I have a dataframe, in which one of the columns contains strings, separated by commas. I was wondering if there is an efficient way to make these comma-separated values into new column headers, and make these new column values binary if they were part of the original row.

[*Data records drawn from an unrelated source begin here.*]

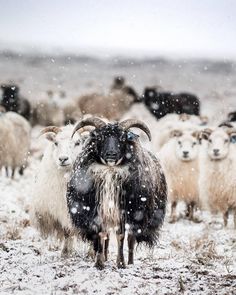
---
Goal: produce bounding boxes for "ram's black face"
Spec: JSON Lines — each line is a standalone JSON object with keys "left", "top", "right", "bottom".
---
{"left": 91, "top": 123, "right": 138, "bottom": 166}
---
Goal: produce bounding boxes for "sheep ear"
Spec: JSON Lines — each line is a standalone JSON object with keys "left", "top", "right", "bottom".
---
{"left": 192, "top": 130, "right": 200, "bottom": 139}
{"left": 218, "top": 122, "right": 234, "bottom": 128}
{"left": 45, "top": 133, "right": 56, "bottom": 142}
{"left": 199, "top": 116, "right": 208, "bottom": 125}
{"left": 199, "top": 128, "right": 212, "bottom": 141}
{"left": 170, "top": 130, "right": 182, "bottom": 137}
{"left": 179, "top": 113, "right": 189, "bottom": 121}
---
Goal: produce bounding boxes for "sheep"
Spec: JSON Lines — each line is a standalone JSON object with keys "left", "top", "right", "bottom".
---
{"left": 31, "top": 97, "right": 65, "bottom": 126}
{"left": 159, "top": 129, "right": 200, "bottom": 223}
{"left": 30, "top": 125, "right": 88, "bottom": 256}
{"left": 78, "top": 77, "right": 140, "bottom": 121}
{"left": 4, "top": 111, "right": 31, "bottom": 177}
{"left": 67, "top": 117, "right": 167, "bottom": 269}
{"left": 0, "top": 84, "right": 31, "bottom": 120}
{"left": 141, "top": 87, "right": 200, "bottom": 120}
{"left": 46, "top": 90, "right": 82, "bottom": 124}
{"left": 199, "top": 127, "right": 236, "bottom": 227}
{"left": 153, "top": 114, "right": 206, "bottom": 151}
{"left": 0, "top": 109, "right": 31, "bottom": 178}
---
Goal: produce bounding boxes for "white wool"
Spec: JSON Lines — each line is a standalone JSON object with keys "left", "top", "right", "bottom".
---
{"left": 0, "top": 112, "right": 31, "bottom": 172}
{"left": 89, "top": 163, "right": 129, "bottom": 231}
{"left": 30, "top": 125, "right": 83, "bottom": 232}
{"left": 199, "top": 129, "right": 236, "bottom": 213}
{"left": 5, "top": 112, "right": 31, "bottom": 170}
{"left": 153, "top": 115, "right": 204, "bottom": 151}
{"left": 159, "top": 133, "right": 199, "bottom": 205}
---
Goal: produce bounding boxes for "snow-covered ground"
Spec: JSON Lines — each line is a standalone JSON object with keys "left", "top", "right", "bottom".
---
{"left": 1, "top": 156, "right": 236, "bottom": 294}
{"left": 0, "top": 53, "right": 236, "bottom": 294}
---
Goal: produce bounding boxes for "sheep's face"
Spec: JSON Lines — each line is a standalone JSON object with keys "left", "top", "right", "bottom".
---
{"left": 47, "top": 132, "right": 82, "bottom": 169}
{"left": 207, "top": 130, "right": 230, "bottom": 160}
{"left": 175, "top": 134, "right": 198, "bottom": 162}
{"left": 90, "top": 123, "right": 137, "bottom": 166}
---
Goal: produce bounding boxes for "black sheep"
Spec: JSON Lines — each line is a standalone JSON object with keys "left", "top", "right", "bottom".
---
{"left": 1, "top": 84, "right": 31, "bottom": 120}
{"left": 67, "top": 117, "right": 167, "bottom": 269}
{"left": 142, "top": 87, "right": 200, "bottom": 119}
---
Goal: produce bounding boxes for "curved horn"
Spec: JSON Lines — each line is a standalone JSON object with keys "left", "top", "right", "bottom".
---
{"left": 120, "top": 119, "right": 152, "bottom": 141}
{"left": 40, "top": 126, "right": 62, "bottom": 136}
{"left": 72, "top": 117, "right": 106, "bottom": 138}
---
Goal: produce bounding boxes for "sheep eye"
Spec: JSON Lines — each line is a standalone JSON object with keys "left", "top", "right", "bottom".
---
{"left": 230, "top": 136, "right": 236, "bottom": 143}
{"left": 54, "top": 142, "right": 58, "bottom": 146}
{"left": 209, "top": 139, "right": 212, "bottom": 143}
{"left": 75, "top": 140, "right": 81, "bottom": 146}
{"left": 224, "top": 139, "right": 229, "bottom": 144}
{"left": 192, "top": 142, "right": 197, "bottom": 146}
{"left": 127, "top": 132, "right": 138, "bottom": 141}
{"left": 178, "top": 141, "right": 181, "bottom": 145}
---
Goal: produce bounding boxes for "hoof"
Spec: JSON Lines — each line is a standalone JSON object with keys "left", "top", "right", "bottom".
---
{"left": 117, "top": 254, "right": 126, "bottom": 269}
{"left": 95, "top": 253, "right": 105, "bottom": 270}
{"left": 117, "top": 260, "right": 126, "bottom": 269}
{"left": 128, "top": 259, "right": 134, "bottom": 265}
{"left": 191, "top": 216, "right": 202, "bottom": 223}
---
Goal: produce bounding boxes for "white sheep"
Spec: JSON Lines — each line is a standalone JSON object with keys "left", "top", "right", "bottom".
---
{"left": 159, "top": 129, "right": 200, "bottom": 222}
{"left": 153, "top": 114, "right": 207, "bottom": 151}
{"left": 30, "top": 125, "right": 88, "bottom": 256}
{"left": 199, "top": 127, "right": 236, "bottom": 227}
{"left": 0, "top": 110, "right": 31, "bottom": 178}
{"left": 5, "top": 111, "right": 31, "bottom": 176}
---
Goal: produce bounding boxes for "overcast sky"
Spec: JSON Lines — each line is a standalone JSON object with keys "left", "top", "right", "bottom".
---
{"left": 0, "top": 0, "right": 236, "bottom": 58}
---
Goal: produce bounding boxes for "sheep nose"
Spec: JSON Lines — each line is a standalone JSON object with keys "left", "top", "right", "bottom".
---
{"left": 213, "top": 149, "right": 220, "bottom": 155}
{"left": 183, "top": 151, "right": 189, "bottom": 157}
{"left": 59, "top": 156, "right": 69, "bottom": 163}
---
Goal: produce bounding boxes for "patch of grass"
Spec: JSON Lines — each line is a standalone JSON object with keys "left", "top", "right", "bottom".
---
{"left": 190, "top": 235, "right": 222, "bottom": 265}
{"left": 5, "top": 225, "right": 21, "bottom": 240}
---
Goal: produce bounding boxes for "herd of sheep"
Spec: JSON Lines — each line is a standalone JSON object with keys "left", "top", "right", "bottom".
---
{"left": 1, "top": 77, "right": 236, "bottom": 270}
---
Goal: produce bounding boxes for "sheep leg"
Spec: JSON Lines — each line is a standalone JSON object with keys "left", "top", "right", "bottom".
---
{"left": 11, "top": 168, "right": 15, "bottom": 179}
{"left": 19, "top": 166, "right": 24, "bottom": 176}
{"left": 104, "top": 233, "right": 110, "bottom": 262}
{"left": 186, "top": 202, "right": 194, "bottom": 221}
{"left": 223, "top": 210, "right": 229, "bottom": 227}
{"left": 169, "top": 201, "right": 177, "bottom": 223}
{"left": 116, "top": 229, "right": 125, "bottom": 269}
{"left": 5, "top": 167, "right": 9, "bottom": 177}
{"left": 94, "top": 233, "right": 105, "bottom": 270}
{"left": 87, "top": 244, "right": 95, "bottom": 259}
{"left": 128, "top": 233, "right": 135, "bottom": 265}
{"left": 61, "top": 230, "right": 74, "bottom": 257}
{"left": 234, "top": 209, "right": 236, "bottom": 230}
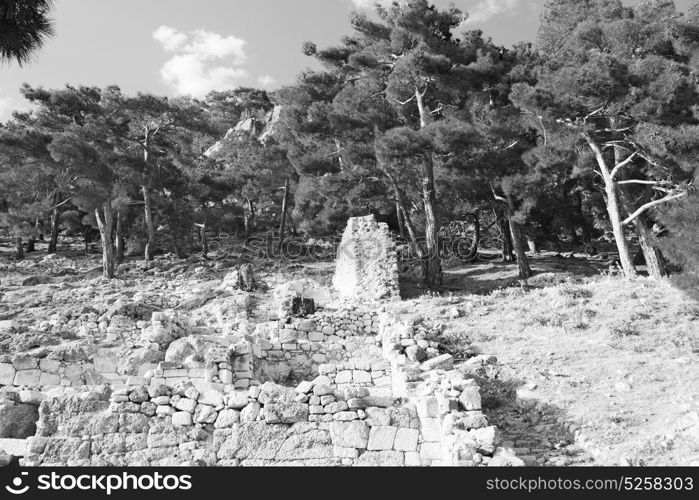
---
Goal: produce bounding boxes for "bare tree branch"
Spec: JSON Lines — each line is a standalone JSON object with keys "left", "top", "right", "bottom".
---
{"left": 615, "top": 179, "right": 662, "bottom": 186}
{"left": 610, "top": 151, "right": 638, "bottom": 179}
{"left": 395, "top": 95, "right": 416, "bottom": 106}
{"left": 622, "top": 192, "right": 687, "bottom": 226}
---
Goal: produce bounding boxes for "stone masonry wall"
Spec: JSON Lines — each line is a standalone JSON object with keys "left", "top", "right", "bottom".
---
{"left": 333, "top": 215, "right": 400, "bottom": 301}
{"left": 9, "top": 309, "right": 524, "bottom": 467}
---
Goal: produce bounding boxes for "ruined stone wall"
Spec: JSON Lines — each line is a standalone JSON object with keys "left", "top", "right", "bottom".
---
{"left": 253, "top": 309, "right": 384, "bottom": 382}
{"left": 0, "top": 309, "right": 389, "bottom": 392}
{"left": 333, "top": 215, "right": 400, "bottom": 301}
{"left": 7, "top": 310, "right": 524, "bottom": 467}
{"left": 21, "top": 375, "right": 503, "bottom": 467}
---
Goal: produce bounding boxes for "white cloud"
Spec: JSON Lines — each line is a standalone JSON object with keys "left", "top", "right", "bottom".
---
{"left": 0, "top": 89, "right": 13, "bottom": 120}
{"left": 153, "top": 26, "right": 249, "bottom": 98}
{"left": 351, "top": 0, "right": 396, "bottom": 9}
{"left": 461, "top": 0, "right": 521, "bottom": 25}
{"left": 152, "top": 26, "right": 188, "bottom": 52}
{"left": 257, "top": 75, "right": 276, "bottom": 89}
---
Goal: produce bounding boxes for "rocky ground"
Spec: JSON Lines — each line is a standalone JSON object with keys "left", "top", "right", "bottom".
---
{"left": 1, "top": 239, "right": 697, "bottom": 466}
{"left": 395, "top": 260, "right": 699, "bottom": 466}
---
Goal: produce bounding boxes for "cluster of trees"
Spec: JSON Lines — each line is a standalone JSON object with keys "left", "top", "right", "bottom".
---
{"left": 1, "top": 0, "right": 698, "bottom": 294}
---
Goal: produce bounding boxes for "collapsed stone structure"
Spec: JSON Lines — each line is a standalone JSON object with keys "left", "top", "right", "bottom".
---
{"left": 0, "top": 217, "right": 521, "bottom": 467}
{"left": 5, "top": 311, "right": 519, "bottom": 467}
{"left": 333, "top": 215, "right": 400, "bottom": 301}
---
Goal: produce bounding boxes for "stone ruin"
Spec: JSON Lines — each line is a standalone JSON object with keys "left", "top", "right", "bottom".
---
{"left": 0, "top": 217, "right": 523, "bottom": 467}
{"left": 333, "top": 215, "right": 400, "bottom": 302}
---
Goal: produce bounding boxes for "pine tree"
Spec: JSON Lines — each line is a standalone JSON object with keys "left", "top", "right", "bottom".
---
{"left": 511, "top": 0, "right": 698, "bottom": 278}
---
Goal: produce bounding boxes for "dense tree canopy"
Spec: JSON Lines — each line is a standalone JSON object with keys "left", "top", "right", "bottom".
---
{"left": 1, "top": 0, "right": 697, "bottom": 297}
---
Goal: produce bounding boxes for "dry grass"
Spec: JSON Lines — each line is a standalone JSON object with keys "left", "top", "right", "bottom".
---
{"left": 392, "top": 266, "right": 699, "bottom": 466}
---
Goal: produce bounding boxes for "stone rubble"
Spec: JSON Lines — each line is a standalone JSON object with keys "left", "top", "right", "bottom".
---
{"left": 0, "top": 217, "right": 527, "bottom": 467}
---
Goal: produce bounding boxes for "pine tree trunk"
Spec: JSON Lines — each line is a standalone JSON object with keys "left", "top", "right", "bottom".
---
{"left": 506, "top": 195, "right": 532, "bottom": 279}
{"left": 14, "top": 236, "right": 23, "bottom": 259}
{"left": 142, "top": 185, "right": 156, "bottom": 261}
{"left": 26, "top": 238, "right": 35, "bottom": 253}
{"left": 605, "top": 184, "right": 637, "bottom": 277}
{"left": 396, "top": 202, "right": 407, "bottom": 239}
{"left": 584, "top": 133, "right": 637, "bottom": 278}
{"left": 633, "top": 215, "right": 667, "bottom": 278}
{"left": 421, "top": 153, "right": 442, "bottom": 288}
{"left": 201, "top": 222, "right": 209, "bottom": 258}
{"left": 465, "top": 211, "right": 480, "bottom": 261}
{"left": 618, "top": 188, "right": 667, "bottom": 278}
{"left": 415, "top": 89, "right": 442, "bottom": 288}
{"left": 278, "top": 177, "right": 290, "bottom": 249}
{"left": 498, "top": 213, "right": 514, "bottom": 262}
{"left": 613, "top": 147, "right": 667, "bottom": 279}
{"left": 385, "top": 172, "right": 420, "bottom": 247}
{"left": 115, "top": 210, "right": 125, "bottom": 262}
{"left": 248, "top": 199, "right": 255, "bottom": 235}
{"left": 244, "top": 199, "right": 255, "bottom": 237}
{"left": 95, "top": 203, "right": 115, "bottom": 279}
{"left": 34, "top": 217, "right": 43, "bottom": 241}
{"left": 48, "top": 195, "right": 60, "bottom": 254}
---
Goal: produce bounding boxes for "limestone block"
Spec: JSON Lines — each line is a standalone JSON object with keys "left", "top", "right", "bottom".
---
{"left": 226, "top": 391, "right": 249, "bottom": 410}
{"left": 172, "top": 412, "right": 193, "bottom": 427}
{"left": 353, "top": 450, "right": 404, "bottom": 466}
{"left": 156, "top": 405, "right": 175, "bottom": 417}
{"left": 324, "top": 401, "right": 348, "bottom": 414}
{"left": 459, "top": 385, "right": 482, "bottom": 411}
{"left": 420, "top": 417, "right": 442, "bottom": 442}
{"left": 329, "top": 421, "right": 369, "bottom": 449}
{"left": 175, "top": 398, "right": 197, "bottom": 414}
{"left": 394, "top": 428, "right": 419, "bottom": 452}
{"left": 308, "top": 332, "right": 324, "bottom": 342}
{"left": 38, "top": 372, "right": 60, "bottom": 387}
{"left": 11, "top": 354, "right": 37, "bottom": 371}
{"left": 419, "top": 442, "right": 442, "bottom": 461}
{"left": 471, "top": 426, "right": 499, "bottom": 455}
{"left": 263, "top": 402, "right": 309, "bottom": 424}
{"left": 219, "top": 369, "right": 233, "bottom": 385}
{"left": 415, "top": 397, "right": 439, "bottom": 418}
{"left": 214, "top": 410, "right": 240, "bottom": 428}
{"left": 352, "top": 370, "right": 372, "bottom": 384}
{"left": 334, "top": 411, "right": 359, "bottom": 421}
{"left": 0, "top": 364, "right": 16, "bottom": 385}
{"left": 367, "top": 426, "right": 398, "bottom": 451}
{"left": 333, "top": 446, "right": 359, "bottom": 459}
{"left": 240, "top": 402, "right": 260, "bottom": 423}
{"left": 420, "top": 354, "right": 454, "bottom": 372}
{"left": 295, "top": 381, "right": 314, "bottom": 394}
{"left": 336, "top": 370, "right": 352, "bottom": 384}
{"left": 405, "top": 451, "right": 421, "bottom": 466}
{"left": 39, "top": 359, "right": 60, "bottom": 373}
{"left": 13, "top": 369, "right": 41, "bottom": 387}
{"left": 92, "top": 355, "right": 117, "bottom": 373}
{"left": 193, "top": 404, "right": 218, "bottom": 424}
{"left": 198, "top": 389, "right": 224, "bottom": 407}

A sample of my data can be reproduced below:
data <- structure(list(id = c(6901257L, 6304928L, 7919400L), amenities =
c("Wireless Internet,Air conditioning,Kitchen,Heating,Family/kid
friendly,Essentials,Hair dryer,Iron,translation missing:
en.hosting_amenity_50", "Wireless Internet,Air
conditioning,Kitchen,Heating,Family/kid friendly,Washer,Dryer,Smoke
detector,Fire extinguisher,Essentials,Shampoo,Hangers,Hair
dryer,Iron,translation missing: en.hosting_amenity_50", "TV,Cable
TV,Wireless Internet,Air
conditioning,Kitchen,Breakfast,Buzzer/wireless
intercom,Heating,Family/kid friendly,Smoke detector,Carbon monoxide
detector,Fire extinguisher,Essentials,Shampoo,Hangers,Hair
dryer,Iron,Laptop friendly workspace,translation missing:
en.hosting_amenity_50" )), .Names = c("id", "amenities"), class =
"data.frame", row.names = c(NA, 3L))
I have an inefficient way of producing my results, which is to make the data into a long format, and then use dcast in reshape2. This inefficient method can be reproduced by:
data.long <- data %>%
mutate(amenities = strsplit(as.character(amenities), ",")) %>%
unnest(amenities)
data.long$amenities.value <- 1
data.wide <- reshape2::dcast(data.long, id ~ amenities, value.var =
"amenities.value") #desired result
Is there a more efficient way to get the desired result from the original data structure?